一連の記録的大雨の被害は各地の特産品にも影響を及ぼしている。畳表の材料となるイグサの生産が全国一の八代市では、7月に収穫したばかりのイグサが水に漬かるなど、大きな被害が出た。
濡れたイグサや畳表は廃棄せざるを得ない
八代市昭和日進町、倉庫にたまった泥をかき出しているのは、父の代から60年以上続くイグサ農家の東家聖治さん。東家さんは「(今まで浸水したことは)ちょっとくらいはあると思うんですよね。今回の大雨は異常な(水の)量だったんでしょうね」と話す。

東家さんによると、敷地の南側から大量の水が押し寄せ、アッという間に浸水。倉庫兼作業場、そして7月に収穫したばかりのイグサや、畳表を織る機械も水に漬かった。

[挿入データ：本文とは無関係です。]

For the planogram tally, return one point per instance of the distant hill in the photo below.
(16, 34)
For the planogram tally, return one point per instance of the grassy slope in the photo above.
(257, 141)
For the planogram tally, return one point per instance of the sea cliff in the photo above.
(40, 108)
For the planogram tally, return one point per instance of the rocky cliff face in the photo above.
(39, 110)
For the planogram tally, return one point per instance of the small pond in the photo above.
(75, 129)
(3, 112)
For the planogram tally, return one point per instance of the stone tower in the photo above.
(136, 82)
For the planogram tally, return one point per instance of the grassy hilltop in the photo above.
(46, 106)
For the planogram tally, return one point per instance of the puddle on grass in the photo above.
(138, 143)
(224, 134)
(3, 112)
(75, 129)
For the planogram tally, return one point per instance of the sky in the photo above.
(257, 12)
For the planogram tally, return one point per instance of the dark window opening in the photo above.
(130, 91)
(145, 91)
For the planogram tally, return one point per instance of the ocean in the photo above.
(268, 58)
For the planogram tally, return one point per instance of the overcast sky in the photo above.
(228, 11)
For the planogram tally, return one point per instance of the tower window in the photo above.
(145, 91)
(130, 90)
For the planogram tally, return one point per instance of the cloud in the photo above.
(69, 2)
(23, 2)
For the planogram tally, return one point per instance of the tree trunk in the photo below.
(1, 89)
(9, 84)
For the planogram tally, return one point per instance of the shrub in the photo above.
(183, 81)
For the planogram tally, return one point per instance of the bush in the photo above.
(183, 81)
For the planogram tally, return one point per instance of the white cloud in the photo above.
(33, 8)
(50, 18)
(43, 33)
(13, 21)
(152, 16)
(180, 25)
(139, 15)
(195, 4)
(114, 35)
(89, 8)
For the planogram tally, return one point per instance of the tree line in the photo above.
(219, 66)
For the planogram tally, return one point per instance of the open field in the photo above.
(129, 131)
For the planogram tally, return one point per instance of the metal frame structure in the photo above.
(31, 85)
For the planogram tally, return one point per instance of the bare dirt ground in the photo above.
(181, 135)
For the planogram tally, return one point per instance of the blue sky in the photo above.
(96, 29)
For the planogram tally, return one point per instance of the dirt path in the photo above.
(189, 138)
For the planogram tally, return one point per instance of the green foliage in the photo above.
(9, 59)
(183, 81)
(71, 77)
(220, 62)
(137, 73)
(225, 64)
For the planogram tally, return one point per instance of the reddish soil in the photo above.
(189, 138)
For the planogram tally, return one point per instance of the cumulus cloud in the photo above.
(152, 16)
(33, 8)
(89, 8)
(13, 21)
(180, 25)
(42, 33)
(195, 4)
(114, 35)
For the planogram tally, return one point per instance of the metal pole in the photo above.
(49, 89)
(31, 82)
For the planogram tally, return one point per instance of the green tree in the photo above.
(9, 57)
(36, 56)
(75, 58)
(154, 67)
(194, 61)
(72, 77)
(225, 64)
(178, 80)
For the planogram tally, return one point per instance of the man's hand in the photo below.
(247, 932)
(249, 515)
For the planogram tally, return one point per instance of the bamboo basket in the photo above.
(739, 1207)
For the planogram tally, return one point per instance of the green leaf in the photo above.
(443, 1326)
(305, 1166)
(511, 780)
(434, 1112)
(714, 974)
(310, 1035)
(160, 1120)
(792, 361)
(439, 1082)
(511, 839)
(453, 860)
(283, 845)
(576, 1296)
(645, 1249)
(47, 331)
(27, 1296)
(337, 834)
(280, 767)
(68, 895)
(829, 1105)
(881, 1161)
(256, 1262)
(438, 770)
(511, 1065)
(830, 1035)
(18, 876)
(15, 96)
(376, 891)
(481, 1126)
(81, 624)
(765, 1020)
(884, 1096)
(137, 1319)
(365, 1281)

東家さんは「(収穫したイグサは)2山あるから…この向こうにも。イグサは水を含んだら発酵するんですよね。(濡れたイグサは)廃棄するか、たい肥にするぐらいしかないですね。ここにあった分も、すでに畑でたい肥にした」と肩を落とす。

畳表のオリジナルブランド『聖和表』を全国に展開する東家さんだが、今回、出荷直前だった加工済み商品にも、被害が出たという。濡れた畳表は通常、廃棄するしかないが、東家さんの元に窮地を救う、うれしい知らせが入った。
SNSの投稿きっかけに広がる支援の輪
東家さんは「SNSで『イグサと製品が濡れた』と投稿したんですよ。それを見た全国の畳屋さんや問屋さんが『濡れていない部分が使えないか』ということで問い合わせがあって」と話す。

この日、東家さんのもとを訪れたのは、水俣市の渕上畳店の店主・渕上学さん。渕上さんは「〈これは何とかしないといけない〉〈もったいない〉〈何とか他の形に変えて生かせる方法がないだろうか〉ということで、まずは手に入れようと」と、八代訪問の理由を明かした。

被災した畳表は、濡れた部分を切り取り、楽器や家具の材料として使うほか、取引のある宮城県の畳店でディスプレイ用のミニ畳に使用される予定だという。

新たな活路に東家さんは「うれしかったですね。丹精込めた畳表が全部濡れているわけではないので、(SNSで全国から)優しい言葉が寄せられたのでうれしかったです」と話す。

大きな被害を受けながらも東家さんは再開に向け、倉庫の片づけや畳を織る機械のメンテナンスを続ける。

東家さんは「必要とされるならば、自分の体が動く限り、一生懸命イグサを作って製品にして全国に届けたい」と前を向いて話してくれた。